Social capital among sex workers

Social cohesion scores among sex workers were relatively high. On a 27 point scale, the mean and median score was 16 (range 0–27). Over 60% of sex workers agreed or strongly agreed they could turn to sex workers with whom they work if they needed money, a ride to the hospital, someone to discuss their problems with, or help with a difficult client. However, only 37% of participants (120/321) agreed with statement, “You can trust the majority of other sex workers working in your area.”

Social participation was generally low. On a four point scale, the median score was 1 (range 0–4). No social participation was reported by 21% of participants (67/318). Affiliation with a church or religious group was the most commonly reported form of social participation with 61% reporting such involvement (197/323).

Regarding collective action, 54% (172/320) reported attending a talk or meeting relating to HIV with other sex workers in the past 12 months, but only 34% (111/324) reported attending a meeting, march, rally, or gathering in the past 12 months to promote the rights of sex workers.

Associations between social cohesion and HIV-related risk

Table 3 presents results from logistic regression analyses examining social cohesion and HIV-related behaviors and risk factors. In univariate and multivariate analysis, social cohesion was significantly associated with consistent condom use in the past week with all partners (adjusted odds ratio [AOR] = 2.25, 95% confidence interval [CI]: 1.30–3.90).

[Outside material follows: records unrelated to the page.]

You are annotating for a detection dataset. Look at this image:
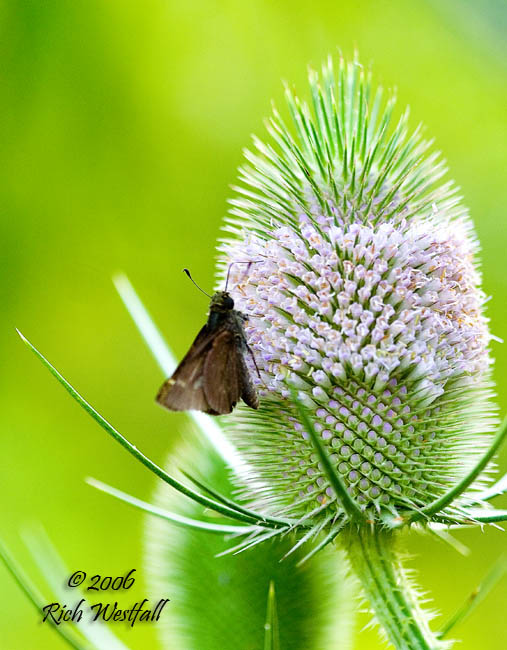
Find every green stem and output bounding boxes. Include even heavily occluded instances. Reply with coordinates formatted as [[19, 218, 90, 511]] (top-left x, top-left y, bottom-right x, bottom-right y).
[[344, 525, 450, 650]]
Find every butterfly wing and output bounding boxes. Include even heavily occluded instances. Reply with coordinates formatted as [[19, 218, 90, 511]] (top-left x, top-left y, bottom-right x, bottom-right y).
[[204, 329, 258, 415], [156, 325, 217, 415], [238, 353, 259, 409]]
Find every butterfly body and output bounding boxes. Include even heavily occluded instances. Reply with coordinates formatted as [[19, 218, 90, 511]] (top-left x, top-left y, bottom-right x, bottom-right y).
[[157, 291, 259, 415]]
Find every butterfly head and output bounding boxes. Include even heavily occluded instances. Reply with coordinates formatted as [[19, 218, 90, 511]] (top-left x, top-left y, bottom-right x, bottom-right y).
[[210, 291, 234, 312]]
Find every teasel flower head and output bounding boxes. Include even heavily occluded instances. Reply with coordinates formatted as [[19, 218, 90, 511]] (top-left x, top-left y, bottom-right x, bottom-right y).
[[221, 55, 495, 522], [211, 55, 506, 650]]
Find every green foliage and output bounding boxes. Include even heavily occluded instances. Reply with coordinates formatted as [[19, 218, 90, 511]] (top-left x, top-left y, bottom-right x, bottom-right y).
[[145, 430, 355, 650]]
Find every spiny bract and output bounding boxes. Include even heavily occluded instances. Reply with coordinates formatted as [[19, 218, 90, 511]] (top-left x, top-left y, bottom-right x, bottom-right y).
[[220, 61, 495, 525]]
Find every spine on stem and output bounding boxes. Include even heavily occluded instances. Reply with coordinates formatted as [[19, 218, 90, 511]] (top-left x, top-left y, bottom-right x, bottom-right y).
[[346, 525, 452, 650]]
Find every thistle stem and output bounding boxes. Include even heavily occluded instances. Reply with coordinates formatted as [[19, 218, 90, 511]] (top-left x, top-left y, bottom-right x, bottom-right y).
[[347, 525, 450, 650]]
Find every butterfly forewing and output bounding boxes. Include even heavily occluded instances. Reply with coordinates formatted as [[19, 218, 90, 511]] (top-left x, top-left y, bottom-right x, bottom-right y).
[[157, 291, 259, 415], [157, 325, 216, 415], [204, 330, 241, 414]]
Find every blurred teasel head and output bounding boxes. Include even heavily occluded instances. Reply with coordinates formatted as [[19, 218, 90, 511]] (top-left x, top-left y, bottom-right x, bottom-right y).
[[219, 55, 496, 526]]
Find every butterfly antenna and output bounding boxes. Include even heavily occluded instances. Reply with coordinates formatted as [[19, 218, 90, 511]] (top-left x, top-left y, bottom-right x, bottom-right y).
[[183, 269, 211, 298]]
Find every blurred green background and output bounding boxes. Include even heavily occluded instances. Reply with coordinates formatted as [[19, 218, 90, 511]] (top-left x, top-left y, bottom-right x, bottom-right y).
[[0, 0, 507, 650]]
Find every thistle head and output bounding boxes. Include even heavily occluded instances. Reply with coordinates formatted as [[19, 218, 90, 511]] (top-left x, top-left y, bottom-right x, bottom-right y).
[[216, 55, 495, 521]]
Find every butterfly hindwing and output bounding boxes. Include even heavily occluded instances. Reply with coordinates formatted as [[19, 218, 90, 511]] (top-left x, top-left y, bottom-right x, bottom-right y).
[[156, 325, 216, 415], [204, 329, 242, 415]]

However, there were no associations found between social cohesion and “always” condom use with new partners, regular partners, or non-paying partners. Social cohesion was also associated with fewer reports of social discrimination, including reported refusal of police protection (AOR = 0.53, 95% CI: 0.31–0.90) and reported rejection by friends due to sex work (AOR = 0.52, 95% CI: 0.32–0.84). Social cohesion also trended towards being inversely associated with feeling afraid to seek services due to selling sex (AOR = 0.67, 95% CI: 0.41–1.08, p = 0.10), but results were not significant. Having high levels of social cohesion was significantly associated with one measure of collective action: participating in meetings to promote sex worker rights (AOR = 2.33, 95% CI: 1.37–3.94).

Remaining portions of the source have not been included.